Starting June 12, 2023, our latest update focuses on recent advancements and announcements in the fields of data science, machine learning, and artificial intelligence. This week, we spotlight prominent companies such as Google, OpenAI, UC Berkeley, and AWS.
Generative AI support in Vertex AI is now generally available
Google has introduced the availability of generative AI support in Vertex AI, enabling customers to take advantage of the latest platform capabilities for creating and operating personalized generative AI applications. This update gives developers access to a variety of tools and resources, including text models powered by PaLM 2, embedding APIs for text, and base models in Model Garden. Additionally, Generative AI Studio provides easy-to-use tools for model fine-tuning and deployment. Backed by enterprise-level data governance, security, and safeguards, Vertex AI simplifies the process for customers to access base models, customize models with their own data, and rapidly develop generative AI applications.
DeepMind Introduces AlphaDev
Google Deepmind has announced AlphaDev, an artificial intelligence system that uses reinforcement learning to discover improved computer science algorithms that surpass those that scientists and engineers have developed over the years.
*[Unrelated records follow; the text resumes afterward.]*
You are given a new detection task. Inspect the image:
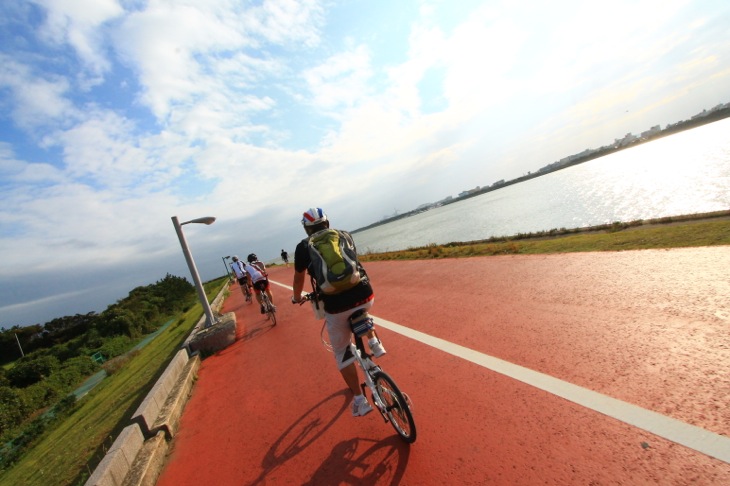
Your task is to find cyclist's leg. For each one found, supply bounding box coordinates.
[255,280,272,313]
[263,280,275,306]
[253,281,264,304]
[326,310,359,393]
[341,362,360,396]
[354,299,385,356]
[327,301,373,392]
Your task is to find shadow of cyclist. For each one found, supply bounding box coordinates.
[246,390,349,486]
[302,435,411,486]
[246,388,411,486]
[239,319,275,342]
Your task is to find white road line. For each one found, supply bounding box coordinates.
[273,280,730,464]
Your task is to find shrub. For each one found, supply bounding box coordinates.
[0,386,26,437]
[7,355,61,388]
[96,335,135,359]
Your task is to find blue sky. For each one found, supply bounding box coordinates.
[2,0,730,328]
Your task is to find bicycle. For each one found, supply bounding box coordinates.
[240,281,253,304]
[297,293,416,443]
[260,290,277,326]
[244,284,253,304]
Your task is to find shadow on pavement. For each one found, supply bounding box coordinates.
[246,390,348,486]
[303,435,411,486]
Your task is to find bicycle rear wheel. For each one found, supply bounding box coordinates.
[372,370,416,443]
[262,294,276,325]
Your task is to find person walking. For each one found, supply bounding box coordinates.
[291,207,386,417]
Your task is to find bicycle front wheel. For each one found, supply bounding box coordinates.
[372,370,416,443]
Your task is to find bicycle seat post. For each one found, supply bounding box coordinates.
[353,332,368,359]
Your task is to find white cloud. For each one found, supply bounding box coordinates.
[303,44,374,112]
[0,55,77,130]
[33,0,124,84]
[244,0,324,47]
[112,0,323,121]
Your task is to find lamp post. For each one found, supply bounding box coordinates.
[172,215,217,328]
[222,255,232,279]
[15,333,25,358]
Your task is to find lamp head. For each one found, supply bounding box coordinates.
[182,216,216,225]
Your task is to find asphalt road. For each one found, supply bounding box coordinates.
[156,247,730,485]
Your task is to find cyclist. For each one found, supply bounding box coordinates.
[230,256,252,301]
[291,207,386,417]
[245,253,276,314]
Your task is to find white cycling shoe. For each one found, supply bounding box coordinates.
[368,338,386,358]
[352,397,373,417]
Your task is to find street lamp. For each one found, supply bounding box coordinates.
[172,215,217,328]
[222,255,232,279]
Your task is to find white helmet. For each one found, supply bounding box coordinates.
[301,207,328,226]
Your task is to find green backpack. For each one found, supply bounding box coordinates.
[307,229,362,295]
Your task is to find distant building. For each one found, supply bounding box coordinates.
[614,133,638,148]
[640,125,661,140]
[458,186,481,198]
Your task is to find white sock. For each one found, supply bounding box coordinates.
[354,394,366,403]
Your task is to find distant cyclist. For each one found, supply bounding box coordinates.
[245,253,276,314]
[230,256,252,301]
[291,207,386,417]
[281,249,289,267]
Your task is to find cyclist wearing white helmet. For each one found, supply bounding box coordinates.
[244,253,275,314]
[230,255,252,299]
[292,207,386,417]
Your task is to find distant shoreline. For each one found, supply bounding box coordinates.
[358,209,730,260]
[442,209,730,246]
[352,108,730,234]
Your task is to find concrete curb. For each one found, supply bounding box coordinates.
[122,431,168,486]
[151,354,200,440]
[130,349,190,438]
[84,283,232,486]
[85,424,144,486]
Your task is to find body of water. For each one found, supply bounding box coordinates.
[353,118,730,253]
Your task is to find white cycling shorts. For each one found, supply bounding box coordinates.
[326,300,374,370]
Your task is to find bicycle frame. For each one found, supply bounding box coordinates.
[260,290,276,325]
[297,293,416,443]
[351,334,387,410]
[350,326,416,443]
[242,283,252,303]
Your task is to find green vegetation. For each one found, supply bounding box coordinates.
[360,211,730,261]
[0,275,228,486]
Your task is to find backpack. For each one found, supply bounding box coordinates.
[307,229,361,295]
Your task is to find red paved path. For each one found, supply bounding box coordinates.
[157,247,730,485]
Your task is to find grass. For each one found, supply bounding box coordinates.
[0,278,229,486]
[360,211,730,261]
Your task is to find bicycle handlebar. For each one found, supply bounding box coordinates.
[291,292,316,305]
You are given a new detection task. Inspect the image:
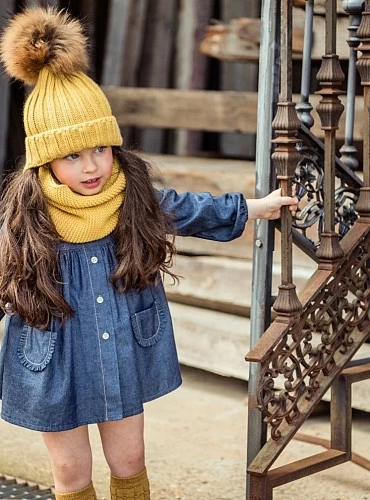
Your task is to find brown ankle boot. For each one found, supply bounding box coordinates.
[110,468,150,500]
[55,482,97,500]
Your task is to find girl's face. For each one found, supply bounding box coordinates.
[50,146,114,195]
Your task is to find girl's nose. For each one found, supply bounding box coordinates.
[83,159,98,173]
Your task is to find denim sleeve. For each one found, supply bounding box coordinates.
[156,189,248,241]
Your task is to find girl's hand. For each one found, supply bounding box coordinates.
[246,189,298,220]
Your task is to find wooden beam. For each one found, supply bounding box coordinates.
[73,0,99,80]
[25,0,59,6]
[105,87,364,141]
[122,0,148,87]
[199,12,353,62]
[105,87,258,133]
[149,154,256,197]
[101,0,133,86]
[174,0,212,155]
[0,0,16,180]
[137,0,177,153]
[293,0,345,15]
[220,0,259,159]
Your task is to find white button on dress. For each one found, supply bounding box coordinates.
[97,296,104,304]
[102,332,110,340]
[91,256,98,264]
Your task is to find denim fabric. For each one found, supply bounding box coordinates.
[0,190,248,431]
[157,189,248,241]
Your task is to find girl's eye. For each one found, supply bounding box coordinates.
[96,146,105,153]
[64,153,79,160]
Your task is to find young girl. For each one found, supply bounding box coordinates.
[0,7,297,500]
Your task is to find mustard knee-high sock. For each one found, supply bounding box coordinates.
[55,482,97,500]
[110,468,150,500]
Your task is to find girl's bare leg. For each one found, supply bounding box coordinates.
[42,425,93,494]
[97,413,145,477]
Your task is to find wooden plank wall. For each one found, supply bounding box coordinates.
[174,0,213,155]
[0,0,16,180]
[220,0,259,159]
[0,0,357,167]
[0,0,261,169]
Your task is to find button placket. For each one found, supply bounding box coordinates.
[84,245,122,418]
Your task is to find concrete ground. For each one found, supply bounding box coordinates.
[0,366,369,500]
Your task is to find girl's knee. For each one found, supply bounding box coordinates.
[53,454,90,478]
[108,443,145,477]
[50,454,92,493]
[98,415,145,476]
[42,427,92,491]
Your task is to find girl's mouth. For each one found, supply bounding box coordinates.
[82,177,101,188]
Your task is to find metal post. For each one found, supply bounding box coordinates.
[339,0,363,170]
[246,0,279,496]
[296,0,314,129]
[355,0,370,217]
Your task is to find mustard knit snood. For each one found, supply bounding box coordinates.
[39,158,126,243]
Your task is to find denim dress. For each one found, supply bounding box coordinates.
[0,189,248,431]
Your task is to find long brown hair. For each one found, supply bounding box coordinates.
[0,148,177,329]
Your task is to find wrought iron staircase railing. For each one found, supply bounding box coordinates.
[246,0,370,498]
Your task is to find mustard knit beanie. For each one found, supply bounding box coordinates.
[0,7,122,170]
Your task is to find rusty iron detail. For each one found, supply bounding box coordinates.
[339,1,363,170]
[314,0,345,269]
[355,2,370,218]
[271,0,302,319]
[293,139,360,246]
[246,226,370,478]
[296,0,314,129]
[249,222,370,440]
[247,0,370,498]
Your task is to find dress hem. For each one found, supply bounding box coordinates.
[0,379,182,432]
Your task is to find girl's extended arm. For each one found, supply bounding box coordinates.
[157,188,298,242]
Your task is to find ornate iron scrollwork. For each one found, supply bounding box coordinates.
[293,140,360,247]
[257,229,370,440]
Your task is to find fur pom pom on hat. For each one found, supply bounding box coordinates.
[0,7,122,169]
[0,7,89,85]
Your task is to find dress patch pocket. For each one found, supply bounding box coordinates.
[17,325,57,371]
[131,299,166,347]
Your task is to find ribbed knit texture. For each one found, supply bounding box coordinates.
[39,158,126,243]
[24,68,122,169]
[55,482,97,500]
[110,469,150,500]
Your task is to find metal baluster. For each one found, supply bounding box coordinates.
[246,0,279,495]
[355,0,370,216]
[315,0,345,268]
[339,0,363,170]
[296,0,315,128]
[270,0,302,318]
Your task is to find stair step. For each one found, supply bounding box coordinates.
[166,254,314,316]
[170,301,370,412]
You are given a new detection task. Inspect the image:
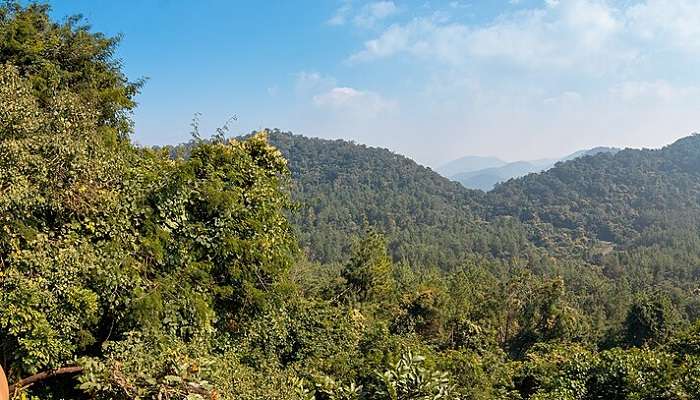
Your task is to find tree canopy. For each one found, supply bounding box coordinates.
[4,3,700,400]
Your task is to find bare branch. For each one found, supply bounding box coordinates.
[8,366,83,395]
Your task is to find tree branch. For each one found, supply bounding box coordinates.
[8,366,83,394]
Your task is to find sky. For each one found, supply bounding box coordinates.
[48,0,700,167]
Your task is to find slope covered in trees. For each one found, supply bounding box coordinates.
[266,131,700,260]
[165,131,520,268]
[490,136,700,248]
[4,3,700,400]
[264,130,700,325]
[265,131,514,268]
[262,130,700,355]
[271,130,700,268]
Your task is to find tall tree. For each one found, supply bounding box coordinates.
[0,1,141,140]
[342,230,395,304]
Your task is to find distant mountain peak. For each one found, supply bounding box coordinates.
[436,155,506,178]
[443,146,620,191]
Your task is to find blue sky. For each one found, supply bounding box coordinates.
[49,1,700,166]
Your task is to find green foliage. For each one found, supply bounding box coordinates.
[0,63,135,378]
[586,348,684,400]
[261,130,493,268]
[342,231,395,304]
[0,9,297,394]
[78,332,316,400]
[516,342,592,400]
[516,342,700,400]
[5,3,700,399]
[0,1,141,139]
[623,292,682,348]
[504,274,586,358]
[309,351,457,400]
[372,351,455,400]
[664,320,700,357]
[314,377,362,400]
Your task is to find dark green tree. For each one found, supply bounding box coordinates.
[624,292,681,347]
[342,230,395,304]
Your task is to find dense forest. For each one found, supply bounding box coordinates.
[265,131,489,268]
[4,3,700,400]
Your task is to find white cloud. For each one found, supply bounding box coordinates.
[469,0,627,70]
[282,78,401,154]
[295,71,336,94]
[349,17,472,64]
[327,2,351,26]
[350,0,633,71]
[294,71,397,122]
[328,1,397,28]
[354,1,398,28]
[319,0,700,165]
[313,87,397,116]
[626,0,700,54]
[347,0,700,71]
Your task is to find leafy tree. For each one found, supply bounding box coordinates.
[502,273,586,357]
[342,231,395,304]
[372,352,455,400]
[0,1,141,140]
[623,292,681,347]
[0,6,297,393]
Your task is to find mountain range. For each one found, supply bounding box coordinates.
[438,147,620,191]
[264,130,700,273]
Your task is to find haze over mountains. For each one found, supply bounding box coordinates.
[439,147,620,191]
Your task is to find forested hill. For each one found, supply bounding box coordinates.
[489,134,700,250]
[265,131,505,267]
[168,130,536,267]
[264,130,700,298]
[265,131,700,272]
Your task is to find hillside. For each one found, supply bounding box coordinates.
[266,131,700,296]
[168,130,571,267]
[263,131,700,270]
[262,130,700,328]
[489,136,700,249]
[265,131,529,267]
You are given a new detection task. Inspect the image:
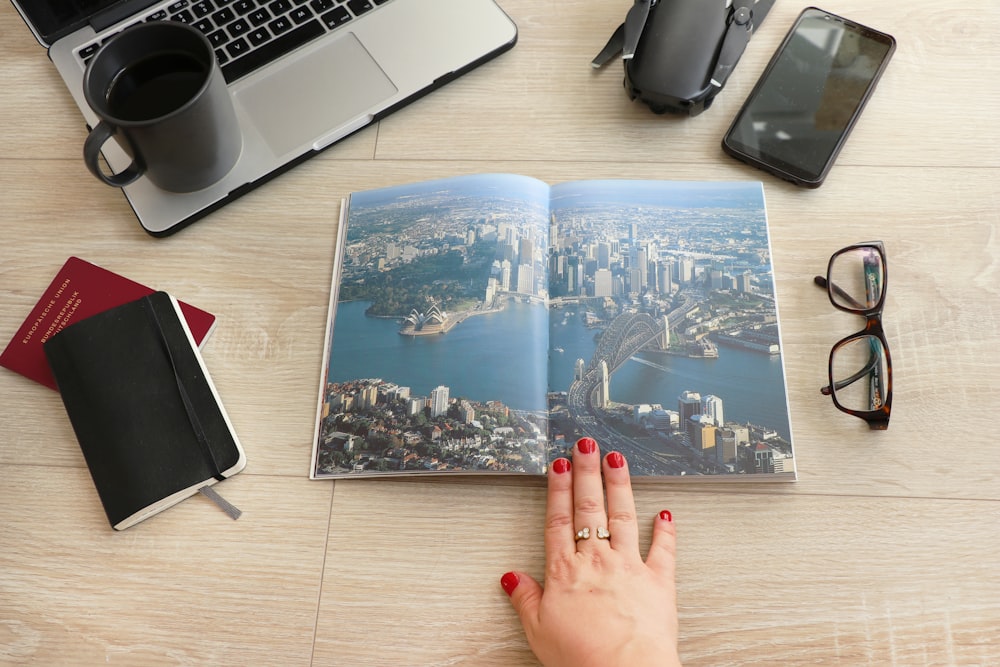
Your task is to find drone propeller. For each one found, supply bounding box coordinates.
[590,0,656,68]
[622,0,654,60]
[591,23,625,68]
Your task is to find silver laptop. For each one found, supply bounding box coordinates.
[12,0,517,236]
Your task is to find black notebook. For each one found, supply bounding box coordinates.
[44,291,246,530]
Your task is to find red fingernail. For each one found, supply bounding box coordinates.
[577,437,597,454]
[659,510,673,522]
[607,452,625,469]
[552,458,571,474]
[500,572,520,596]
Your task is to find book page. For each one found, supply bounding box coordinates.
[545,180,795,478]
[313,174,553,478]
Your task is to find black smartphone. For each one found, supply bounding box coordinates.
[722,7,896,188]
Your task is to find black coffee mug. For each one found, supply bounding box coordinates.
[83,22,242,193]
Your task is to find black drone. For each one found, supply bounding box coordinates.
[592,0,775,116]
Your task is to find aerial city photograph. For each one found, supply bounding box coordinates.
[312,174,795,480]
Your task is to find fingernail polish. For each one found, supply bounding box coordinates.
[607,452,625,469]
[552,458,571,474]
[500,572,520,596]
[659,510,673,522]
[576,437,597,454]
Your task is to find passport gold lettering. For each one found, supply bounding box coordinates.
[40,291,82,345]
[20,279,70,344]
[21,299,56,344]
[57,296,84,333]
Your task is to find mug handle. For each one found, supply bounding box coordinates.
[83,121,145,187]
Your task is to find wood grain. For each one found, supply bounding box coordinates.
[2,0,999,664]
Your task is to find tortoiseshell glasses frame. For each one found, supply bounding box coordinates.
[813,241,892,430]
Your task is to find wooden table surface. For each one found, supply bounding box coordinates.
[2,1,999,665]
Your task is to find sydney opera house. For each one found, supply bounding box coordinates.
[399,305,448,335]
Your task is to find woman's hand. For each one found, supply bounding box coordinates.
[501,437,681,667]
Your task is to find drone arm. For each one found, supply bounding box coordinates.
[708,4,752,88]
[710,0,775,88]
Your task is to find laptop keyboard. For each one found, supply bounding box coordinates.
[77,0,393,83]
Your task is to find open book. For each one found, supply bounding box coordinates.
[311,175,795,481]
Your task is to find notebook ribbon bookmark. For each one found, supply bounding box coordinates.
[199,485,243,521]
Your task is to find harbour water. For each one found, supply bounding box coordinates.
[328,299,549,414]
[328,299,792,441]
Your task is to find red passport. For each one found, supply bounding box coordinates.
[1,257,217,391]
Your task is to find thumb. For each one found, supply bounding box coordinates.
[500,571,543,629]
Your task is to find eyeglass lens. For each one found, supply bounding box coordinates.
[831,335,889,413]
[828,245,885,312]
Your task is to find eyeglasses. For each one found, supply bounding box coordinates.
[813,241,892,430]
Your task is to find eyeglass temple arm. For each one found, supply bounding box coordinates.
[813,276,868,310]
[820,338,885,397]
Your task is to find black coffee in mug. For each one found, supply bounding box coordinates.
[106,52,209,122]
[82,22,242,193]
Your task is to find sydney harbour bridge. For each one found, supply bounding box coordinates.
[565,300,701,475]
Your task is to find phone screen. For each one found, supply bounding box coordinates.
[722,8,895,187]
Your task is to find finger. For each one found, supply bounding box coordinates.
[602,451,640,558]
[644,509,678,579]
[543,457,575,563]
[500,571,543,634]
[571,437,607,548]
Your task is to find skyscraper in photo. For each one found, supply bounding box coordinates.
[594,268,613,297]
[702,394,724,427]
[430,385,450,417]
[597,241,611,269]
[678,391,701,425]
[657,260,674,294]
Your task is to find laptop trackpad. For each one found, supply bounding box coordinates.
[234,33,398,157]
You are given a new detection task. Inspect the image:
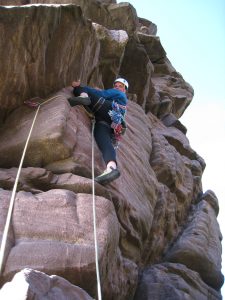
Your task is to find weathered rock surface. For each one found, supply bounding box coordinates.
[0,268,94,299]
[0,1,223,299]
[2,188,138,298]
[134,263,222,300]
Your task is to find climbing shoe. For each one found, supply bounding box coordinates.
[95,167,120,185]
[68,96,91,107]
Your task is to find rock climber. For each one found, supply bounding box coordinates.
[68,77,129,185]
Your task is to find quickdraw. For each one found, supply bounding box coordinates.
[24,97,42,108]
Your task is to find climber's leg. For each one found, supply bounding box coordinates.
[94,122,120,185]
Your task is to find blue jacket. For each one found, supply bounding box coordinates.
[75,86,128,106]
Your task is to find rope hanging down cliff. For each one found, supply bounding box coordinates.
[91,117,102,300]
[0,96,102,300]
[0,101,41,276]
[0,95,61,275]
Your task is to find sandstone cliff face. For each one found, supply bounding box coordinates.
[0,1,223,300]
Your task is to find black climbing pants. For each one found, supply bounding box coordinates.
[94,121,116,164]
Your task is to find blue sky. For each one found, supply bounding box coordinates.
[118,0,225,294]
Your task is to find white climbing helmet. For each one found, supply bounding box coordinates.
[114,78,129,90]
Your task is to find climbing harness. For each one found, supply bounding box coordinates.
[91,97,105,113]
[0,95,102,300]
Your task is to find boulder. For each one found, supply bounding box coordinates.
[0,268,94,300]
[134,263,222,300]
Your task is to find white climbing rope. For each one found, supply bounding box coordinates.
[0,96,103,299]
[0,95,60,275]
[91,118,102,300]
[0,105,41,275]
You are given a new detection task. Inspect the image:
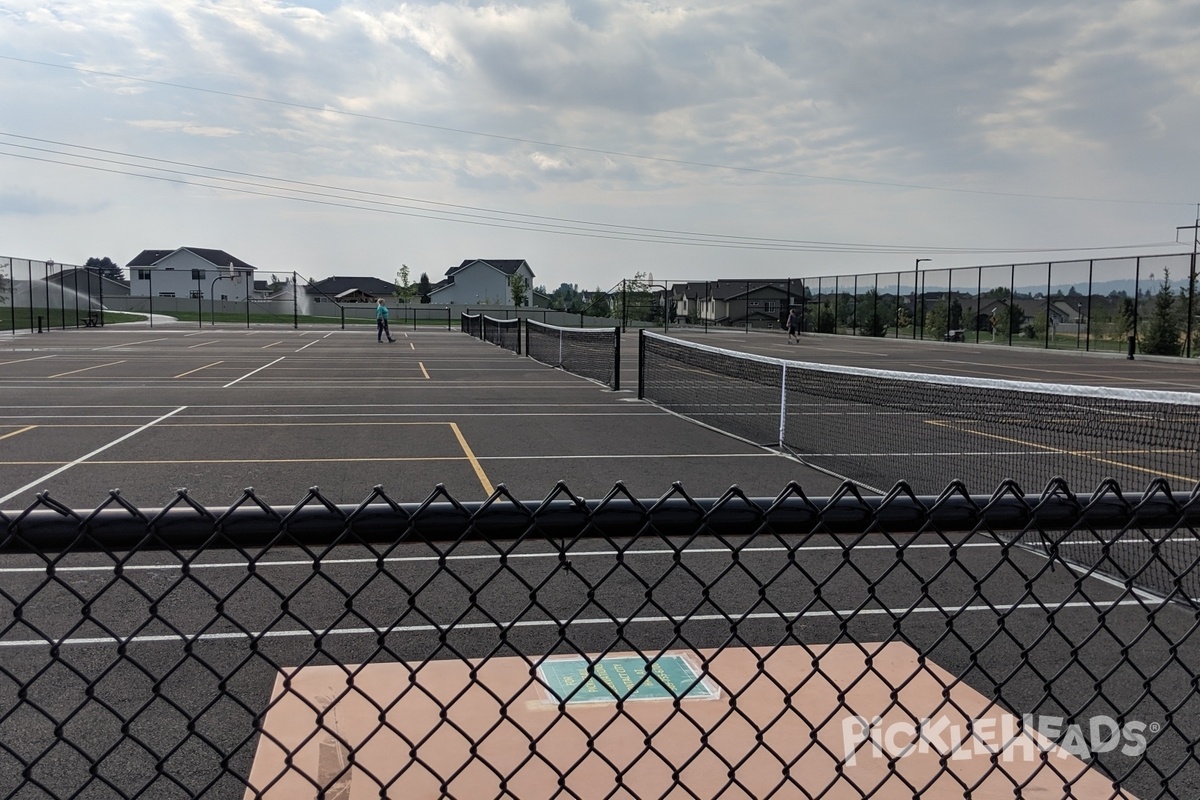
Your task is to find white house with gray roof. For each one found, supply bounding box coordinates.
[126,248,256,301]
[428,259,535,306]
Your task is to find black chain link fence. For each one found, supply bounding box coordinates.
[3,479,1199,798]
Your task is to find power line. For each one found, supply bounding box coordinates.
[2,54,1195,209]
[0,135,1177,255]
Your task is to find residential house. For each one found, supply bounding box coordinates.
[126,248,256,301]
[305,276,398,304]
[672,280,806,328]
[428,260,535,306]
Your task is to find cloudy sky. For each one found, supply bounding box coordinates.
[1,0,1198,292]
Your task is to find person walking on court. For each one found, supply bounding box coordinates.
[786,307,800,344]
[376,298,395,343]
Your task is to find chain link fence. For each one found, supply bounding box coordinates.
[2,479,1199,798]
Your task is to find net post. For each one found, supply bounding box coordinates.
[637,329,646,398]
[778,363,787,446]
[613,327,621,391]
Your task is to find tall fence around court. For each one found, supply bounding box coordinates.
[1,481,1198,799]
[658,252,1200,357]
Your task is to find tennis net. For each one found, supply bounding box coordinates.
[525,320,621,389]
[482,315,521,354]
[460,312,482,338]
[638,330,1200,497]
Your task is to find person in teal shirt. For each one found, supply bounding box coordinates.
[376,299,395,343]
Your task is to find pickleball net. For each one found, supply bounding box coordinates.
[525,320,621,389]
[461,312,521,354]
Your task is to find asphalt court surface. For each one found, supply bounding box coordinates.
[0,324,842,511]
[2,323,1197,798]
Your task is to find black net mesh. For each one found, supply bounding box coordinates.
[640,330,1200,497]
[525,320,620,389]
[482,316,521,354]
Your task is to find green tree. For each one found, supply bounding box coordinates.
[394,264,416,303]
[855,289,890,336]
[1141,271,1182,356]
[583,289,611,319]
[816,302,837,333]
[85,256,123,281]
[509,274,529,306]
[618,272,658,324]
[926,297,960,340]
[417,272,433,304]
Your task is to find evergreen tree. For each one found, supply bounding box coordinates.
[1141,271,1182,356]
[417,272,433,304]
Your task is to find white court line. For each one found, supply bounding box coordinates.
[295,340,319,352]
[223,357,284,388]
[0,355,55,366]
[0,406,187,505]
[0,599,1150,649]
[0,542,1000,576]
[94,338,168,350]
AlphaDev has discovered a more efficient sorting algorithm used to organize the data. These algorithms play a fundamental role in many aspects of our daily lives, from ranking online search results and social media posts to processing data on our computers and smartphones. Harnessing AI to generate better algorithms will revolutionize computer programming and have a profound impact on all aspects of our growing digital society.
OpenAI Announces Function Calls
OpenAI has introduced an API update that includes a feature called Function Calls. This allows a developer to write functions in his GPT-4 and GPT-3.5 and have the model write code to execute those functions. Function calls facilitate the development of chatbots that can leverage external tools, translate natural language into database queries, or extract structured data from text. These models are fine-tuned to not only identify the instances where the function should be called, but also to provide a JSON response that matches the function’s signature.
University of California, Berkeley Develops Gorilla, API-Connected LLM
Researchers at the University of California, Berkeley have released Gorilla, a fine-tuned model based on LLaMA that outperforms GPT-4 in terms of performance when generating API calls. The integration with the documentation retrieval feature allows Gorilla to effectively adapt to documentation changes during testing, allowing for flexible API updates and version changes. Additionally, Gorilla greatly addresses the hallucination problem commonly encountered when directly prompting LLM. APIBench, a comprehensive dataset consisting of HuggingFace, TorchHub, and TensorHub APIs, was introduced to evaluate model capabilities. A good combination of the search system and Gorilla has shown the potential for LLM to leverage tools more accurately, stay up-to-date with frequently changing documents, and improve the reliability and usefulness of the output. increase.
AWS Introduces Falcon, Foundational LLM Built and Trained on Sagemaker
AWS and the UAE Technology Innovation Institute have launched Falcon LLM, a basic large-scale language model with 40 billion parameters. Falcon matches the performance of other high performance LLMs and is the top ranked open source model on the public Hugging Face Open LLM leaderboard. Available as open source in two different sizes, Falcon-40B and Falcon-7B, it was built from the ground up with data preprocessing and model training jobs built on Amazon SageMaker. Open source, his Falcon 40B allows users to build and customize AI tools that cater to unique user needs, facilitating seamless integration and ensuring long-term preservation of data assets. Model weights can be downloaded, inspected and deployed anywhere.